Indexing documents with the NEST Elasticsearch .NET client | Elastic Blog
Engineering

Indexing documents with the NEST Elasticsearch .NET client

Introduction

There are a number of ways you can index documents into Elasticsearch using the NEST Elasticsearch .NET client.

This blog post will demonstrate some of the simple methods, from indexing a single document at a time, to more advanced methods using the BulkObservable helper.

Single documents

Within NEST, a document is modelled as POCO (plain old CLR object), an example is given below:

public class Person
{
    public int Id { get; set; }
    public string FirstName { get; set; }
    public string LastName { get; set; }
}

An instance of this object, which represents a single document in Elasticsearch, can then be indexed using a few different methods. Let's use the following instance as an example:

var person = new Person
{
    Id = 1,
    FirstName = "Martijn",
    LastName = "Laarman"
};

The IndexDocument<T> and IndexDocumentAsync<T> methods provide a simple way to index a single document of type T, using default parameters. The result of this method call can be inspected to determine if the indexing operation was successful.
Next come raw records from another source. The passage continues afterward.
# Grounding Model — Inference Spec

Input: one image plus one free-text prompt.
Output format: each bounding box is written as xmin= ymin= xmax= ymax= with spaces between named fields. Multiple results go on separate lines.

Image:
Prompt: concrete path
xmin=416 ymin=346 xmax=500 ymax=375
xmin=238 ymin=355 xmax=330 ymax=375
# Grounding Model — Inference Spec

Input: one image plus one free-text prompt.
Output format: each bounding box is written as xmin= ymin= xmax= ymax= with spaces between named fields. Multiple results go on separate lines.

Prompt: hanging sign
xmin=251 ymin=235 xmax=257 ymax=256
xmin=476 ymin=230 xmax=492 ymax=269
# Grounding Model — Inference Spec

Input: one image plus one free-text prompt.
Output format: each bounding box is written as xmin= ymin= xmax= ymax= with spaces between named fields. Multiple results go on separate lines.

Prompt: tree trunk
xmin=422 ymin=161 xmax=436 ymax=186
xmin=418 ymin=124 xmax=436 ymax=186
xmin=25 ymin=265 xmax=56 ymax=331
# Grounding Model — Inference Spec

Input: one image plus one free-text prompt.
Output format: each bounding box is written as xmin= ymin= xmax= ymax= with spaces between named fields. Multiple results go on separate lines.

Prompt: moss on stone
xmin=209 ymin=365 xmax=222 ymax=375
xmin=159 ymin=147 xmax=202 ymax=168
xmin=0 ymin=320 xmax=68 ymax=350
// synchronous method that returns an IIndexResponse object
var indexResponse = client.IndexDocument(person);
//asynchronous method that returns a Task<IIndexResponse> that can be awaited
var indexResponseAsync = await client.IndexDocumentAsync(person);
// Inspect the result of the synchronous operation
if (!indexResponse.IsValid)
{
    // If the request isn't valid, we can take action here
}

The IsValid property can be used to check if a response is functionally valid or not. This is a NEST abstraction to have a single point to check whether something wrong happened with the request.
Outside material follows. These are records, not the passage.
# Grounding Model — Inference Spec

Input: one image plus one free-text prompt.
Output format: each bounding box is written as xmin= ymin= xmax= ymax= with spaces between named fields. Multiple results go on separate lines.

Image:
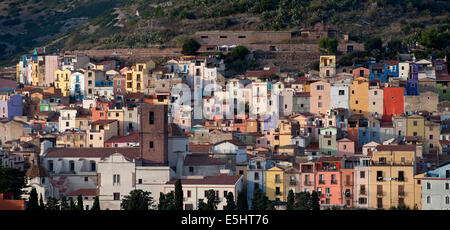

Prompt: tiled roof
xmin=166 ymin=175 xmax=242 ymax=185
xmin=105 ymin=132 xmax=139 ymax=143
xmin=91 ymin=119 xmax=117 ymax=126
xmin=214 ymin=139 xmax=246 ymax=147
xmin=375 ymin=145 xmax=416 ymax=151
xmin=404 ymin=136 xmax=423 ymax=142
xmin=189 ymin=144 xmax=211 ymax=153
xmin=44 ymin=147 xmax=141 ymax=160
xmin=246 ymin=67 xmax=279 ymax=77
xmin=337 ymin=138 xmax=353 ymax=142
xmin=66 ymin=188 xmax=98 ymax=197
xmin=184 ymin=154 xmax=223 ymax=166
xmin=26 ymin=164 xmax=49 ymax=178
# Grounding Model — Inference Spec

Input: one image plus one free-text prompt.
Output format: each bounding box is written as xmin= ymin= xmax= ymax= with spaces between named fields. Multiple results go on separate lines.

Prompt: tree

If you need to set additional parameters when indexing a document, you can use the fluent or object initializer syntax. This will give you finer control over the indexing process. In the example below we will index the document into an index named “people”.

// fluent syntax
var fluentIndexResponse = client.Index(person, i => i.Index("people"));
// object initializer syntax
var initializerIndexResponse = client.Index(new IndexRequest<Person>(person, "people"));

A naïve approach to indexing multiple documents would be to simply create a loop to index a single document on each iteration; however, this is a very inefficient approach that will not scale well for large document collections.

Multiple documents

The bulk API can be used for indexing multiple documents. First, let’s create a collection of documents to index:

var people = new []
{
    new Person
    {
        Id = 1,
        FirstName = "Martijn",
        LastName = "Laarman"
    },
    new Person
    {
        Id = 2,
        FirstName = "Stuart",
        LastName = "Cam"
    },
    new Person
    {
        Id = 3,
        FirstName = "Russ",
        LastName = "Cam"
    }
    // snip
};

Multiple documents can be indexed using the IndexMany and IndexManyAsync methods, either synchronously or asynchronously, respectively. These methods are specific to the NEST client and wrap calls to the client's Bulk method and bulk API, providing a convenient shortcut for indexing many documents.
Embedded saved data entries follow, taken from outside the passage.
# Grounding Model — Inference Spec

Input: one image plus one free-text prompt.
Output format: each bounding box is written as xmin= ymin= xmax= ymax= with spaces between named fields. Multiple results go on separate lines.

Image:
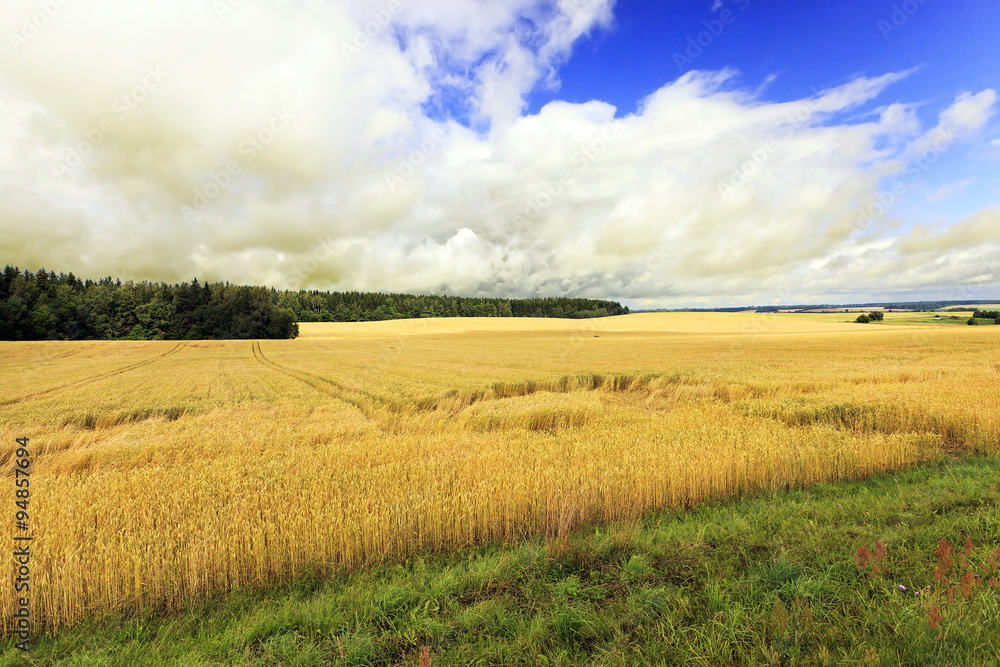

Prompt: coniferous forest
xmin=0 ymin=266 xmax=628 ymax=340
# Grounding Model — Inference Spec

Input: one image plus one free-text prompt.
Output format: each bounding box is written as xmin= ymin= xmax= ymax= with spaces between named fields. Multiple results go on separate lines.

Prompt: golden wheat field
xmin=2 ymin=312 xmax=999 ymax=635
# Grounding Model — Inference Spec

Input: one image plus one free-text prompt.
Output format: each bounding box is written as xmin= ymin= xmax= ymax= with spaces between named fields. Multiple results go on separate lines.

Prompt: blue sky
xmin=526 ymin=0 xmax=1000 ymax=237
xmin=1 ymin=0 xmax=998 ymax=306
xmin=532 ymin=1 xmax=1000 ymax=116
Note that these methods index all documents in a single HTTP request, so for very large document collections, you need to partition the collection into many smaller batches and issue multiple Bulk calls. When you find yourself needing to do this, consider using the BulkAllObservable<T> helper instead, described later in the post.

// synchronous method that returns an IBulkResponse
var indexManyResponse = client.IndexMany(people);
if (indexManyResponse.Errors)
{
    // the response can be inspected for errors
    foreach (var itemWithError in indexManyResponse.ItemsWithErrors)
    {
        // if there are errors, they can be enumerated and inspected
        Console.WriteLine("Failed to index document {0}: {1}",
            itemWithError.Id, itemWithError.Error);
    }
}
// alternatively, documents can be indexed asynchronously
var indexManyAsyncResponse = await client.IndexManyAsync(people);

If you require finer-grained control over indexing many documents you can use the Bulk and BulkAsync methods and use the descriptors to customise the bulk calls.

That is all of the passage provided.